Saisi sur le fondement de ces dispositions d’une demande qui n’est pas manifestement insusceptible de se rattacher à un litige relevant de la compétence du juge administratif, le juge des référés peut prescrire, à des fins conservatoires ou à titre provisoire, toutes mesures que l’urgence justifie, notamment sous forme d’injonctions adressées à l’administration, à la condition que ces mesures soient utiles et ne se heurtent à aucune contestation sérieuse. Le juge des référés, saisi en application de l’article L. 521-3 du code de justice administrative pour prendre en cas d’urgence toute mesure utile, peut se prononcer sans tenir d’audience publique. Il peut également, dans le cadre de son office, donner acte d’un désistement ou constater un non-lieu.

Il résulte de l’instruction que, suite à l’enregistrement du recours de Mme A... C..., la préfète de l'Isère lui a délivré une attestation de prolongation d’instruction de sa demande de titre de séjour valable jusqu’ au 5 mai 2026. Par suite, les conclusions présentées par la requérante tendant à ce qu’il soit enjoint la préfète de l'Isère de lui délivrer une attestation de prolongation d’instruction de sa demande de titre de séjour se trouvent privées d’objet. Il n’y a donc plus lieu d’y statuer.

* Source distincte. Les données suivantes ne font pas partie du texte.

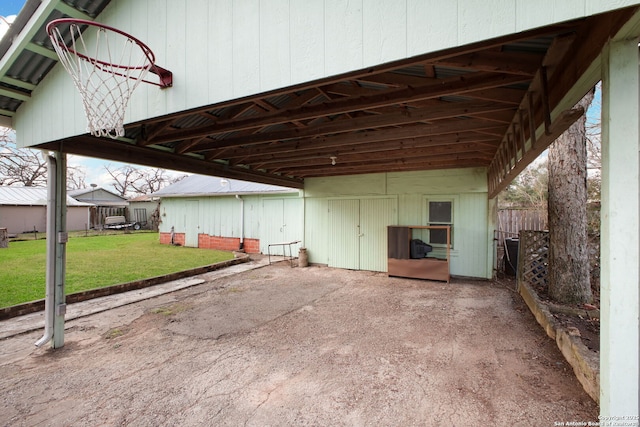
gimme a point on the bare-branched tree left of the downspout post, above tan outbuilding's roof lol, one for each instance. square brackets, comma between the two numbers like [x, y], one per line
[20, 166]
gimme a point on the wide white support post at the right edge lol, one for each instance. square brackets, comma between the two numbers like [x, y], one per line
[620, 233]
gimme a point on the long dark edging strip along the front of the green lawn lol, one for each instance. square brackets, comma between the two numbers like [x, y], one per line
[35, 306]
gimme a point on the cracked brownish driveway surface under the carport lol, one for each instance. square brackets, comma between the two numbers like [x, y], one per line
[299, 346]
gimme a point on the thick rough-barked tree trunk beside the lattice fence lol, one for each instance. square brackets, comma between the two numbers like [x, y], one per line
[569, 278]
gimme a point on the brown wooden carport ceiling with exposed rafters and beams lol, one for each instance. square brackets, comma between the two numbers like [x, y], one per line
[472, 106]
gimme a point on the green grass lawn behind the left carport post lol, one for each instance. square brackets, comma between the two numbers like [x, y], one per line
[95, 262]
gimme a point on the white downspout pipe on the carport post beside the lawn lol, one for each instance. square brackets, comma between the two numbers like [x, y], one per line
[49, 304]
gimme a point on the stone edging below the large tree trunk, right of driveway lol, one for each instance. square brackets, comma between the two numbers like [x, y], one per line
[585, 364]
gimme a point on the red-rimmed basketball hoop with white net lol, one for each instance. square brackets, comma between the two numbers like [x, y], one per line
[106, 66]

Les conclusions tendant à la délivrance d’un titre de séjour présentées par Mme A... C..., n’entrent pas dans l’office du juge des référés qui ne peut prononcer que des mesures provisoires et doivent être rejetés en tant qu’elles sont irrecevables.



O R D O N N E :

Article 1er :
Il n’y a pas lieu de statuer sur les conclusions de la requête tendant à la délivrance d’une attestation de prolongation d’instruction présentées par Mme A... C....

Article 2 :
Le surplus des conclusions de la requête est rejeté.

Article 3 :
La présente ordonnance sera notifiée à Mme D... A... C... et au ministre de l’intérieur.
Copie en sera adressée à la préfète de l'Isère.





Fait à Grenoble le 1er avril 2026.


La juge des référés,

M. B...




La République mande et ordonne au ministre de l’intérieur en ce qui le concerne ou à tous commissaires de justice à ce requis en ce qui concerne les voies de droit commun, contre les parties privées, de pourvoir à l’exécution de la présente décision.